TripleO and SELinux: timing

We had a small issue in the TripleO CI: a VM image was enforcing SELinux, while we usually set it to permissive.

As a matter of fact, we actually DO set it to permissive during the deploy, but that configuration is applied with puppet.

This means it kicks in at step 1, while we already have plenty of things done on the host before that, and, in fact, it failed in the CI because we want to configure an httpd vhost on port 8787, and apparently this port is already taken/flagged on Fedora 28 for jboss debug, preventing httpd to listen.

After some checks and researches, it appears the Fedora 28 image is actually enforcing SELinux while CentOS doesn’t, and F28 has this tiny difference with CentOS regarding that specific port. A good thing we could spot it.

This lead to some ping-pong on Launchpad, and a couple of new issues.

In this specific case, we encounter two issues:

The first issue is really easy to correct, and a patch was issued and quickly merged.

The latter one is a bit more tricky, at least for me.

As there’s a will to move away from Puppet in favour of Ansible, I took that opportunity to manage SELinux directly with Ansible, at the earliest possible stage.

The following patch ensures we have a proper SELinux state as the third or fourth task on the hosts - and as it’s a common file, used everywhere, we can also ensure ALL nodes are affected.
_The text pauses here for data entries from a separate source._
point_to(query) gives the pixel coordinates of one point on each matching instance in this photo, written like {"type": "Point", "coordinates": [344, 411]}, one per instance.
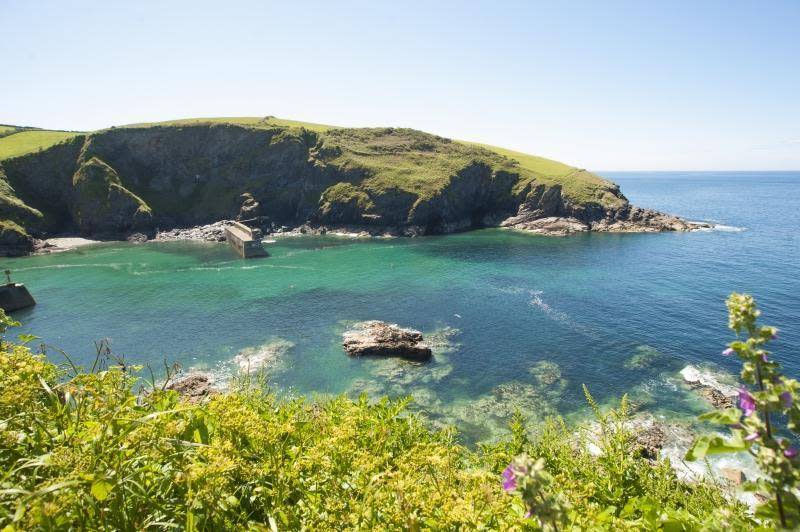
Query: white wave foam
{"type": "Point", "coordinates": [706, 377]}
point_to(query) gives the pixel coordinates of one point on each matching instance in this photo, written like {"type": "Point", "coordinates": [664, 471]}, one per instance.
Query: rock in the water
{"type": "Point", "coordinates": [376, 338]}
{"type": "Point", "coordinates": [709, 387]}
{"type": "Point", "coordinates": [735, 476]}
{"type": "Point", "coordinates": [195, 386]}
{"type": "Point", "coordinates": [651, 439]}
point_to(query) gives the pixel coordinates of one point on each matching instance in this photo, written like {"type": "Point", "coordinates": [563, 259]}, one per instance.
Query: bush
{"type": "Point", "coordinates": [83, 451]}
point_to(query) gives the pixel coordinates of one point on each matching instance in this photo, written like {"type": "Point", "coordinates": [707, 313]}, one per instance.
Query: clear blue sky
{"type": "Point", "coordinates": [602, 85]}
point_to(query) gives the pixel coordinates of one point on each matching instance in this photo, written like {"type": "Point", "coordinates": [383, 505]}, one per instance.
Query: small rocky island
{"type": "Point", "coordinates": [155, 180]}
{"type": "Point", "coordinates": [377, 338]}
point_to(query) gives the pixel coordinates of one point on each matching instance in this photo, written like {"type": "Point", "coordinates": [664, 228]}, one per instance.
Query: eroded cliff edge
{"type": "Point", "coordinates": [114, 182]}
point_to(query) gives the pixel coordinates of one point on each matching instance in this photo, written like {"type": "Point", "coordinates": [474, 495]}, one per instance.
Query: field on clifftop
{"type": "Point", "coordinates": [195, 171]}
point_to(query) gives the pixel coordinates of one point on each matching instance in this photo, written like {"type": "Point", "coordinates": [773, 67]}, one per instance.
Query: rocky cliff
{"type": "Point", "coordinates": [113, 182]}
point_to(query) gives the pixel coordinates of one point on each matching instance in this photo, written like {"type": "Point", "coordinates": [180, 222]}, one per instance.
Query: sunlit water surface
{"type": "Point", "coordinates": [517, 321]}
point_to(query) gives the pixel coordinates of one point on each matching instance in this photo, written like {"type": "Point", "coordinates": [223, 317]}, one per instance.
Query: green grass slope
{"type": "Point", "coordinates": [23, 141]}
{"type": "Point", "coordinates": [417, 168]}
{"type": "Point", "coordinates": [194, 171]}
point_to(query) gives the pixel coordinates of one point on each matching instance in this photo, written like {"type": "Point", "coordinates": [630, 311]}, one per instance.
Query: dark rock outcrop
{"type": "Point", "coordinates": [376, 338]}
{"type": "Point", "coordinates": [194, 387]}
{"type": "Point", "coordinates": [113, 182]}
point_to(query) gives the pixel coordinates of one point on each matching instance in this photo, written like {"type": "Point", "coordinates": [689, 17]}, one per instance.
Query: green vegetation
{"type": "Point", "coordinates": [28, 141]}
{"type": "Point", "coordinates": [754, 425]}
{"type": "Point", "coordinates": [82, 450]}
{"type": "Point", "coordinates": [7, 226]}
{"type": "Point", "coordinates": [425, 166]}
{"type": "Point", "coordinates": [578, 184]}
{"type": "Point", "coordinates": [196, 171]}
{"type": "Point", "coordinates": [251, 121]}
{"type": "Point", "coordinates": [7, 130]}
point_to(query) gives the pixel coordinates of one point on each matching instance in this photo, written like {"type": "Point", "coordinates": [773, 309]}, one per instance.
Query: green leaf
{"type": "Point", "coordinates": [729, 416]}
{"type": "Point", "coordinates": [101, 489]}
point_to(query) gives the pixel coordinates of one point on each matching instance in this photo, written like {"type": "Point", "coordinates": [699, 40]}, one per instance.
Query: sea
{"type": "Point", "coordinates": [517, 322]}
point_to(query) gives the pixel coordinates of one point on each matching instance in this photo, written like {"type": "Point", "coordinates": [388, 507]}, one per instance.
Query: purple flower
{"type": "Point", "coordinates": [752, 436]}
{"type": "Point", "coordinates": [786, 399]}
{"type": "Point", "coordinates": [509, 482]}
{"type": "Point", "coordinates": [747, 403]}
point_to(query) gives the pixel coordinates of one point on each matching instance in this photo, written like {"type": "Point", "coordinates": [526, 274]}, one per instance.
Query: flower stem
{"type": "Point", "coordinates": [778, 499]}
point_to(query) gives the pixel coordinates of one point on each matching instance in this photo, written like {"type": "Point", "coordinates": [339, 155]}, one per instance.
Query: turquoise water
{"type": "Point", "coordinates": [517, 320]}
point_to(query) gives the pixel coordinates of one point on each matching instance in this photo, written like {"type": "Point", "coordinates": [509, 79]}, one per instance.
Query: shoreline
{"type": "Point", "coordinates": [214, 232]}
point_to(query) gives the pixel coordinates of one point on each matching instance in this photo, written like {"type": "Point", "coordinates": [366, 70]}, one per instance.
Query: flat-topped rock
{"type": "Point", "coordinates": [194, 386]}
{"type": "Point", "coordinates": [377, 338]}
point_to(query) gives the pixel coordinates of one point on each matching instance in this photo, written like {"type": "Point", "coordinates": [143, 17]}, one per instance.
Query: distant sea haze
{"type": "Point", "coordinates": [515, 319]}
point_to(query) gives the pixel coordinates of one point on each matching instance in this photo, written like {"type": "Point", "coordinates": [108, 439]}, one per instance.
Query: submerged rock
{"type": "Point", "coordinates": [265, 356]}
{"type": "Point", "coordinates": [709, 386]}
{"type": "Point", "coordinates": [194, 387]}
{"type": "Point", "coordinates": [377, 338]}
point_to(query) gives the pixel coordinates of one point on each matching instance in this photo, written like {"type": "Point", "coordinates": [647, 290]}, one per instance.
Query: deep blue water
{"type": "Point", "coordinates": [506, 307]}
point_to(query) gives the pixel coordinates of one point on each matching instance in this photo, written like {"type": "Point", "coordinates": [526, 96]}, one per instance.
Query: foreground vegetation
{"type": "Point", "coordinates": [102, 449]}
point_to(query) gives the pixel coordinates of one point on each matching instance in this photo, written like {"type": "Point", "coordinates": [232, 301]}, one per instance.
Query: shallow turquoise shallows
{"type": "Point", "coordinates": [516, 321]}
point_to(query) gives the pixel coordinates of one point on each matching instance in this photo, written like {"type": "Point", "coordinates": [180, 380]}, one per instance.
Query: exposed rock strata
{"type": "Point", "coordinates": [386, 181]}
{"type": "Point", "coordinates": [376, 338]}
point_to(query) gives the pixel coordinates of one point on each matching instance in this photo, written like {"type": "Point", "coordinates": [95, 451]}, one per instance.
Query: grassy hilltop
{"type": "Point", "coordinates": [195, 171]}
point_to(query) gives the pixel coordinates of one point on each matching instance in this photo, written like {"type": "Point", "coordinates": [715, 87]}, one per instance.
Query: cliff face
{"type": "Point", "coordinates": [116, 181]}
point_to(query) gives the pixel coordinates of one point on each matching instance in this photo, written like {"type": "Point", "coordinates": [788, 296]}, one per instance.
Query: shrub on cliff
{"type": "Point", "coordinates": [82, 450]}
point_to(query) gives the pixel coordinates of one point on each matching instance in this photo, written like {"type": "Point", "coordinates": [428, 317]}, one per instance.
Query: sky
{"type": "Point", "coordinates": [699, 85]}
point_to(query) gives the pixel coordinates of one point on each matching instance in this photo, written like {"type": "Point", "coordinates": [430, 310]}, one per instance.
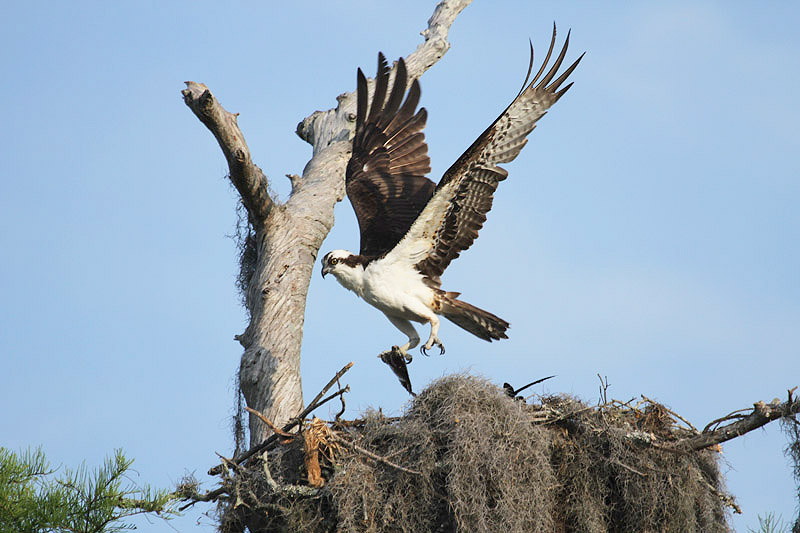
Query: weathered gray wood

The small issue I had on that one was the way to actually inject the ansible code in that file - a jinja2 template, that generates a proper playbook at deploy time. This means a specific syntax is to be used, and it took me a couple of hours to figure it out, while testing live the changes on my lab.

In the end, I succeeded, and could push a first version of the patch.

In order to ensure nothing else comes in the way, I’ve also dropped the Puppet part. This ensures we won’t have any conflict, and runs are indempotent, which is a must.

Side notes:

I’m never happy to disable SELinux, but in the CI, it makes sense. More or less. As long as people continue to test their own changes locally, with a SELinux enforced system, and/or checks the audit.log, we’re on the safe side.